Introduction:
Systemic lupus erythematosus (SLE) is connective tissue disease,
which can occur in children. It is said that in 15 - 17% of all
patients with SLE, the disease onset is before the age of 16 years.
Although it can affect both sexes, it is five to six times commoner
in girls. Africans & Asians are said to have a more aggressive
disease than the white population.
Clinical manifestations:
The common clinical manifestations
are fever, hair loss, oral ulcers and rash on the face. The fever
is often high grade and persistent. It may not have a diurnal
variation. It is often associated with significant hair fall.
This hair fall is spontaneous and is not related to combing. The
oral ulcers are recalcitrant and characteristically occur in the
hard palate. Rash on the cheeks is typical. This rash worsens
on exposure to sunlight. Arthritis can be troublesome.
Although most of the clinical features listed above
are important, involvement of the kidney, nervous system, hematological
system and cardiac system all carry serious connotations.
When kidney
involvement occurs, expert care is needed. Renal involvement often
presents with edema and high blood pressure. Examination of the
urine and blood confirm that there is inflammation of the kidneys.
Ultrasound examination in the early stages reveals enlarged kidneys.
Since there are various types of kidney involvement there often
is a need to do a kidney biopsy before proceeding with aggressive
therapy. Apart from treatment with appropriate drugs for the disease,
optimal control of blood pressure and lipid level is essential.
Nervous system
involvement can present with confusion, meningitis, encephalitis,
convulsion or stroke. Such children are very sick and need urgent
admission. The child may need various investigations including
scans of the brain and spinal CSF analysis.
Although anemia
is a common manifestation of SLE, severe and rapidly progressive
anemia, low white cell count and low platelets all point towards
aggressive disease and need aggressive therapy. When these events
occur again the child needs investigations, which may include
a bone marrow examination.
Inflammation
of the different layers of the heart can occur. At times fluid
collection in the outer layer called pericardial effusion can
occur. Rarely increase in pressure of the circulation in the lungs
leads to a condition called pulmonary hypertension.
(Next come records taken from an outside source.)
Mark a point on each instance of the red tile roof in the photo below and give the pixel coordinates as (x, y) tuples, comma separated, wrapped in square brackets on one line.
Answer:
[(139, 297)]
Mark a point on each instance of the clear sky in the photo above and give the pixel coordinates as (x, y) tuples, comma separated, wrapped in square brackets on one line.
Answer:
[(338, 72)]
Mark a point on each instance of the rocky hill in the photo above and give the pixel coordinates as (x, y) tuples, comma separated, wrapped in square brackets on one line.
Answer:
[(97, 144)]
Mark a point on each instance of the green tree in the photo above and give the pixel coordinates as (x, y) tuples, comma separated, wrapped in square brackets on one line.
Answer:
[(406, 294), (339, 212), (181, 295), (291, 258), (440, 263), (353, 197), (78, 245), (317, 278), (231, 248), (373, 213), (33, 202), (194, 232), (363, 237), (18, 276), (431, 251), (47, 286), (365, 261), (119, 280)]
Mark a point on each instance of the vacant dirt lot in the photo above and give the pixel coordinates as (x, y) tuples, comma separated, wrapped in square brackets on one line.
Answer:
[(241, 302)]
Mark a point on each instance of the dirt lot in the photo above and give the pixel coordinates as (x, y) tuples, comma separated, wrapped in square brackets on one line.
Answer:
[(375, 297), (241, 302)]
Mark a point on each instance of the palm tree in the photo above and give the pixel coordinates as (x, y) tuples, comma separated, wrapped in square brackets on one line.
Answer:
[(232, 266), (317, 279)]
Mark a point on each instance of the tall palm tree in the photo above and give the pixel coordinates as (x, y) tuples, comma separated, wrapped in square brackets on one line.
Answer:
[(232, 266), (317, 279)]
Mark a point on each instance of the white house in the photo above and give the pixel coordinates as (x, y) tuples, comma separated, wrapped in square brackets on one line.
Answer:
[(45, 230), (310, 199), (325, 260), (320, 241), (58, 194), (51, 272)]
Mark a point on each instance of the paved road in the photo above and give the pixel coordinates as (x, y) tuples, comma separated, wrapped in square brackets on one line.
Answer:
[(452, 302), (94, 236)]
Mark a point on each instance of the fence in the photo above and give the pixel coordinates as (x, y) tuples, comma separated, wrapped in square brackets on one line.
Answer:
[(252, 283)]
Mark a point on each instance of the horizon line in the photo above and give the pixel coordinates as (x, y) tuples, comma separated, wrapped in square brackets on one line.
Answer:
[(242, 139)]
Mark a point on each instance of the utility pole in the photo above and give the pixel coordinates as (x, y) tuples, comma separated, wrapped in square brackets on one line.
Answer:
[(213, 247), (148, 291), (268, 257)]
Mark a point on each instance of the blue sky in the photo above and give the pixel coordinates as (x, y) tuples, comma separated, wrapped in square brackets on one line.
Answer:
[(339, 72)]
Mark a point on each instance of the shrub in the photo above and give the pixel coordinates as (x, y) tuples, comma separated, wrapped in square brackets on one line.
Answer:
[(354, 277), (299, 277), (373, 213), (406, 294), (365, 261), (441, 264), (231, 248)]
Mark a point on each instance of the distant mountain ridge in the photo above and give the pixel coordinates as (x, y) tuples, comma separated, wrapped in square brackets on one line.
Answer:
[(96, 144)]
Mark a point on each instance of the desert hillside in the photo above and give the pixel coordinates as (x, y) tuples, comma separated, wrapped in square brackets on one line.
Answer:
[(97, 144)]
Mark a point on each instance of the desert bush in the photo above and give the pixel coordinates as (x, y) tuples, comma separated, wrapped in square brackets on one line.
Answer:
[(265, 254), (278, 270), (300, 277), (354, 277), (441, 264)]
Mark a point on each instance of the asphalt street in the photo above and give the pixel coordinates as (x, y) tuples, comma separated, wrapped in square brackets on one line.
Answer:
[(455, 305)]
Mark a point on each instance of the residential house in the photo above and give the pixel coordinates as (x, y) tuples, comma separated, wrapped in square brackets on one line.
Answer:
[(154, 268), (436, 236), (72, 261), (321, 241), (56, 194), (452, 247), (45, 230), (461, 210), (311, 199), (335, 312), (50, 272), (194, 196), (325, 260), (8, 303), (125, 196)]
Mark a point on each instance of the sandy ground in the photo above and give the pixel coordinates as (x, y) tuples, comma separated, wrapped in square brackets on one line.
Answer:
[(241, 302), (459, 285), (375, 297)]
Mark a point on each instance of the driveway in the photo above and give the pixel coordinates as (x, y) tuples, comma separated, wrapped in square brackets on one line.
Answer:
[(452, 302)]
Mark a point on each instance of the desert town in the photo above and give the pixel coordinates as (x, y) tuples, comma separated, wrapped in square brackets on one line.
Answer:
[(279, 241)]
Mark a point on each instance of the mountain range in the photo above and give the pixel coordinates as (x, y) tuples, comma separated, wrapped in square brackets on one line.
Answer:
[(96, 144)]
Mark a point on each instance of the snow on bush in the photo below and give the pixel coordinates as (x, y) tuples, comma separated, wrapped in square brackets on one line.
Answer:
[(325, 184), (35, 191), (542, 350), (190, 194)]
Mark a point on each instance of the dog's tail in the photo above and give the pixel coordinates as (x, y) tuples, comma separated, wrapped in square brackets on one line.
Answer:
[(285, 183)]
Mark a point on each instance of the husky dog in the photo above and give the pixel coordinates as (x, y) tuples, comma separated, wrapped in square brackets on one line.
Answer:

When these
complications occur, the child needs assessment by an experienced
cardiologist.
Diagnosis:
The diagnosis is made in the presence of at least 2 appropriate
clinical features and strongly positive antinuclear antibody test
(ANA) and a positive dsDNA test. The point to note is that ANA
should be done by immunofluorescence method and a titre of more
than 1: 80 is significant.
Differential
diagnosis: Infections
are common in our setting and specific infections like tuberculosis
should be ruled out. In children, malignancies of the blood and
lymph nodes have to be carefully eliminated.
Management
Patient and parent
education: This forms
the most vital part of management. It should be made clear that
this disorder is chronic and needs careful and continued follow-up.
As yet there is no cure but like diabetes or hypertension, good
control is possible. Worry regarding the side effects of the medications
is inevitable. However, the consequence of untreated disease could
be very serious, and hence the need for regular medications. Every
effort will be made by the treating physician to control the disease
and at the same time minimize the side effects.
As the skin
lesions and at times the disease can worsen with sun exposure,
it should be avoided especially when the disease is active.